Here is the second spot where the learning curve kicks in. The charcoal is not under the cooking grates, but rather in a hopper on the right hand side of the grill. The flame is at the bottom of the hopper, and burns charcoal from the bottom up. As it heats up, a fan blows the hot smoke to the rest of the grill underneath the grates. The grill will get hot, but not from direct flame. In fact, there is no fire to speak of under the grates—it is contained in the hopper. So if you’re looking for a flame-broiled burger, this isn’t the grill for you. You can, however, sear on top of the cast iron hopper, which works, but has its own challenges. First, you can’t open the hopper if there’s a steak on it—so you can’t check the fuel level, or add smoking chips, etc. Second, the hopper isn’t very big, so you can sear one steak or a few burgers, but not two steaks. If you have a steak and some onions you want to grill, you’ll have to choose which one gets the hopper lid. Third, while you will get grill marks on your food eventually just by way of the heat of the smoke heating up the grates, it takes a long while for that reaction to happen. Again, the heat is there, it’s just through hot smoke rather than direct flame. In fact, Masterbuilt designed the active grill area with a shield for drippings that completely prevents flame ups. If you understand that this is the purpose of the 545—to be a smoker, rather than a grill—you won’t be disappointed. 

Somewhere between a smoker and a grill

These chicken thighs were on the grill for about an hour, but ended up with a perfect smokiness and a nice crusty skin with great grill marks.
Credit: Amanda Blum

Once I relaxed into the fact that this was more a smoker, I started feeling really happy with the outcomes. Chicken thighs turned out spectacularly well—they got grill marks eventually, and also a lovely smoke. I executed a small brisket (I went off-book and used my own recipe) and was quite pleased with the results. Shrimp, salmon, steak, pineapple, cauliflower, grilled onions, sausage—they all came out really well once I accepted the 545 for what it was and stopped trying to make it a flame grill. Nothing I made was overly smoky. The grill operates on charcoal, but pitching hardwood chunks into the hopper will allow you to control the flavor and volume of smoke going into the food. Compared to wood pellet grills I tested where the smoke was overwhelming, this was a nice, mild smoke. 
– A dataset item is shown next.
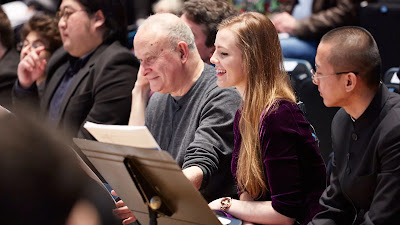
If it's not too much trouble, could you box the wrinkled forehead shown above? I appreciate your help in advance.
[133,30,169,58]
This mini brisket got an excellent bark.
Credit: Amanda Blum

Bottom line: an excellent buy

It’s ironic that a grill I was so primed to detest turned out to be the one I’d likely recommend to anyone who wants to move away from gas into charcoal and smoking. On its own, without any connectivity, it’s a great smoker once you learn how to use it, with some additional searing and cooking capacity. The app adds the functionality you want to control and monitor the 545 remotely, with no extra frills. Sure, I’d love to be able to get real flame under the cooking area, and I’d like the app to have better recipe interactivity, but neither are deal breakers. On the whole, this is a great buy—just don’t put it together yourself.